MS: Many of the Portuguese community centres are located in Davenport and probably some of them will have difficulties to pay the rent during pandemic. How can non-profit organizations apply to Ontario Canada Emergency Commercial Rent Assistance program?
JD: Non-profits, as you mentioned, are eligible for the rent subsidy program and their landlord can apply online at Canada.ca/coronavirus. If anyone from Davenport is having any particular issues with the program, I would encourage them to reach out to my office at [email protected] or 416 654 8048. For a list of all programs – that businesses can access please visit www.canada.ca/coronavirus. For an online tool that will help businesses determine what supports they are eligible for visit www.canada.ca/coronavirusbenefits. Federal government teamed up with the Canadian Chamber of Commerce to offer free accounting advice around COVID-19 emergency support. This service is being offered 7 days a week and until June 22 – call this number 1-866 989 1080. The federal government is determined to help small businesses during this unprecedented time in Canadian history. We know that they are the backbone of our economy and we must do all we can to help them.

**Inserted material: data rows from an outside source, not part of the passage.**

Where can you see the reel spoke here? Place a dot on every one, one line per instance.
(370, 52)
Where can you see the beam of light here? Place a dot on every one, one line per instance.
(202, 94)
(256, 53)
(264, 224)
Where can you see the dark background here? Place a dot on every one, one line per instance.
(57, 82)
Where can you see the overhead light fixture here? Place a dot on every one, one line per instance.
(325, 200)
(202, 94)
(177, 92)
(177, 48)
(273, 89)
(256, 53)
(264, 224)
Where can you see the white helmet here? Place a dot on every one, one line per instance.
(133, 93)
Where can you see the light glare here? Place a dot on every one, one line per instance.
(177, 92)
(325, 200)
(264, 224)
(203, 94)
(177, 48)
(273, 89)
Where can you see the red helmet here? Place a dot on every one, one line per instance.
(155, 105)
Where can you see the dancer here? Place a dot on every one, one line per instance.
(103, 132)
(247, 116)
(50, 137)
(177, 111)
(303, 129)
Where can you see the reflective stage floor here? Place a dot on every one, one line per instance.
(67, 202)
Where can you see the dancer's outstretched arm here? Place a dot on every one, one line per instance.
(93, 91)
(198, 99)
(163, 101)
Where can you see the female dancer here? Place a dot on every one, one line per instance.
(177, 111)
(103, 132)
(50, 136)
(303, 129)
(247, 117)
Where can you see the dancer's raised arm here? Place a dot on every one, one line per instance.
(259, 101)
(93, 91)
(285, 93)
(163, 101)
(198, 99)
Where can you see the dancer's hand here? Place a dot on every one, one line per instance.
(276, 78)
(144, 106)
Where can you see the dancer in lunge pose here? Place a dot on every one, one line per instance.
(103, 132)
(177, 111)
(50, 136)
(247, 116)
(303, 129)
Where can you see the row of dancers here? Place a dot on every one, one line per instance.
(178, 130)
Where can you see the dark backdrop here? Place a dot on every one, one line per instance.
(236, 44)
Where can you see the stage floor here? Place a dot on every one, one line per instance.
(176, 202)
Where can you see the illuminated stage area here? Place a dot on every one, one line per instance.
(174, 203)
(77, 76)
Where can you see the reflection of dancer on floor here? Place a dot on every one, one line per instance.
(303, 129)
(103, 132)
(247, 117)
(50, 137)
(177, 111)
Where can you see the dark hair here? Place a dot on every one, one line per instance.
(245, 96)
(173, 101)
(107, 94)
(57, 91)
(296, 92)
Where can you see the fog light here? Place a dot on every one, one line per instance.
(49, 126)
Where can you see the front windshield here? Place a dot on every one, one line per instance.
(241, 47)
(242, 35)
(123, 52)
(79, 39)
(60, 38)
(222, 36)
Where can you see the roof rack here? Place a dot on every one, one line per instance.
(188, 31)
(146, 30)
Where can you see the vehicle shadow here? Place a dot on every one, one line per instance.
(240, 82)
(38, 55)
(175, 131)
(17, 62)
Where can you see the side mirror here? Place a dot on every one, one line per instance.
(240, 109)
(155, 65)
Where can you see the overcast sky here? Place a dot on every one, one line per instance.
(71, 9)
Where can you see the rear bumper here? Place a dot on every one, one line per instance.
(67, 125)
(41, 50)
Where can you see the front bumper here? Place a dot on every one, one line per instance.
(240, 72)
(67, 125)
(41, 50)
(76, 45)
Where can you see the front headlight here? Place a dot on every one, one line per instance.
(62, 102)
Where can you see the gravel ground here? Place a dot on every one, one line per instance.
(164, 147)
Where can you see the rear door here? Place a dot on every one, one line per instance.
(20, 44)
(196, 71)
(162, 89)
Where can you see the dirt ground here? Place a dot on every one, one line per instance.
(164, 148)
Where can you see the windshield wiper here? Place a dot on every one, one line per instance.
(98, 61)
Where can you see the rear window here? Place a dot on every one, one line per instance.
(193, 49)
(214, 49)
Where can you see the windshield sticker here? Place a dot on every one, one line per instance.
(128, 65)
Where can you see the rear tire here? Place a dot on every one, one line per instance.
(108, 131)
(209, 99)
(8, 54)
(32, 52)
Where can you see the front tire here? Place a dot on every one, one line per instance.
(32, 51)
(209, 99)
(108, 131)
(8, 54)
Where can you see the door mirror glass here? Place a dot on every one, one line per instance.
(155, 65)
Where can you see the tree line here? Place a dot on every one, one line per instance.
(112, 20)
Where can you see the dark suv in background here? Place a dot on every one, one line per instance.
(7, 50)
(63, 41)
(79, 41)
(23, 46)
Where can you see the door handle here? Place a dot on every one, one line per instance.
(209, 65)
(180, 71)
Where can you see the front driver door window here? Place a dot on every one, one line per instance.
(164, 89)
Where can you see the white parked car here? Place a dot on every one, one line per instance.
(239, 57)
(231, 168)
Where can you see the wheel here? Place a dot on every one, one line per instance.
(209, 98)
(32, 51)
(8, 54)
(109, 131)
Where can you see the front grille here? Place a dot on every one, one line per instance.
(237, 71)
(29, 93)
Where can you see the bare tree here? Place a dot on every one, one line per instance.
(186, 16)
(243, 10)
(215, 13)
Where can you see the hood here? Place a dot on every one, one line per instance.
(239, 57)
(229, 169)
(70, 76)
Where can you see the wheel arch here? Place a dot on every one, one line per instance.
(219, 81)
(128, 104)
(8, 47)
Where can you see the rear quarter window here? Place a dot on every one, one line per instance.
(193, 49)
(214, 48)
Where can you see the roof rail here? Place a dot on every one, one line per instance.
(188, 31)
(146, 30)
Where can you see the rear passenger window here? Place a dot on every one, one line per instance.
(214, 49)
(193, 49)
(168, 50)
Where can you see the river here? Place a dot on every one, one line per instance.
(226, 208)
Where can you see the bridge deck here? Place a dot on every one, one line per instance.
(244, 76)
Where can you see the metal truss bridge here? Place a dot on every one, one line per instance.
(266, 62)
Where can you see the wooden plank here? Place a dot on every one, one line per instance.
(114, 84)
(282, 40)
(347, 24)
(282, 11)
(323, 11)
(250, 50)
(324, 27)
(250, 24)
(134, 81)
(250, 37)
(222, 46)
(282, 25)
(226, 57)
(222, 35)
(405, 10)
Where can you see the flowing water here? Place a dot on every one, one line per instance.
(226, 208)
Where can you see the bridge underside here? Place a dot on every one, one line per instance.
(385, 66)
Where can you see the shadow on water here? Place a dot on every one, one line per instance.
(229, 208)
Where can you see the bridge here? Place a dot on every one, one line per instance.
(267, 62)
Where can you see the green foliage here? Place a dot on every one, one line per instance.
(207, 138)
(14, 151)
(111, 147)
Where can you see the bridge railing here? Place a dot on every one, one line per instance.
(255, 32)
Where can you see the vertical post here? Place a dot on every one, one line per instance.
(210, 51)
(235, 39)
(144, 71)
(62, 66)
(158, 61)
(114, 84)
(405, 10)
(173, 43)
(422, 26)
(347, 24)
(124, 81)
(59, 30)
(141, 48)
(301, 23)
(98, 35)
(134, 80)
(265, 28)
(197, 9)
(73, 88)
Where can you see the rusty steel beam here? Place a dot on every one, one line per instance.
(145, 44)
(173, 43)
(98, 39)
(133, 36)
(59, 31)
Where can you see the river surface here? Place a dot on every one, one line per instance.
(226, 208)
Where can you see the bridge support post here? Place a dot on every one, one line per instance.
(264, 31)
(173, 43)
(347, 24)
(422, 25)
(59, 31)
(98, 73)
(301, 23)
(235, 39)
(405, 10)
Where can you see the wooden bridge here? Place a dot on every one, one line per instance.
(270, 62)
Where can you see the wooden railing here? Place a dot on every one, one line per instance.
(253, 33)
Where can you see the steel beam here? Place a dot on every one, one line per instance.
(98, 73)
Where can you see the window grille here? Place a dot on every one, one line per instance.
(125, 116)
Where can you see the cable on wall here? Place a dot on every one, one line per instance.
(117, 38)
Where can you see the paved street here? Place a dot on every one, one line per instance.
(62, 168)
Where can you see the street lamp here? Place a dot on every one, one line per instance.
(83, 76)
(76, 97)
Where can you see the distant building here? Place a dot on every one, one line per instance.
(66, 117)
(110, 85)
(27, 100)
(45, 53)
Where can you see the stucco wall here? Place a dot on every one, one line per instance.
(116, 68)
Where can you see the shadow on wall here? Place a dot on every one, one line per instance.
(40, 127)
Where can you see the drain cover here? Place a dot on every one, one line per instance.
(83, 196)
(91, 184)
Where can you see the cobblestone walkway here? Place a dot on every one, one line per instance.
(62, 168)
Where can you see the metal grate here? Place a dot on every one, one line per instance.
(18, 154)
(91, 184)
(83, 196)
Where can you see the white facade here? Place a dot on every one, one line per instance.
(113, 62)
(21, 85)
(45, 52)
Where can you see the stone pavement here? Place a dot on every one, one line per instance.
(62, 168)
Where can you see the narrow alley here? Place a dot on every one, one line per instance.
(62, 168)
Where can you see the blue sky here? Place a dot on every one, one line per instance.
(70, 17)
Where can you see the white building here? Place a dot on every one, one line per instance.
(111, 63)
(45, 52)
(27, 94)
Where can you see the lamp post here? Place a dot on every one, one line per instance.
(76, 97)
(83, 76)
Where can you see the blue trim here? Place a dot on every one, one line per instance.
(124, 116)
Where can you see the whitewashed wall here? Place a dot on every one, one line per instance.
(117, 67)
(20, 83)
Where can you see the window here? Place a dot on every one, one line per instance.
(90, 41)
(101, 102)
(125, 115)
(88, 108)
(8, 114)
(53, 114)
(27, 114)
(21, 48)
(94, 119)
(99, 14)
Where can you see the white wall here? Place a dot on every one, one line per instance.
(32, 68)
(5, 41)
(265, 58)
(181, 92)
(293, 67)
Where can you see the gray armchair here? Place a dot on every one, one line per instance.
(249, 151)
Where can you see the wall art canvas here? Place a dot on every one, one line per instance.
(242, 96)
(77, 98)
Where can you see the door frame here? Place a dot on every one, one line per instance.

In general, here are some key points to share with Milénio Stadium readers on the federal government’s emergency support to all Canadians, to our small businesses and our economy. In these extraordinary times, no Canadian should have to worry about paying their bills, rent, or putting food on the table. The federal government is unwavering in our commitment to support Canadians, our healthcare system, and our economy. Through Canada’s COVID-19 Economic Response Plan, we are focused on providing immediate help to those Canadians and businesses that are most in need. With the Canada Emergency Wage Subsidy, we’re protecting jobs. With the Canada Emergency Response Benefit, we’re helping those who lose their job and with easy, guaranteed loans for businesses of all sizes, we’re helping people access credit. This wide-ranging support will help ensure Canadians can pay for rent and groceries, and help businesses continue to pay their employees and their bills during this time of uncertainty. This is just the beginning, and our Government will be there with Canadians every step of the way. We will do whatever it takes.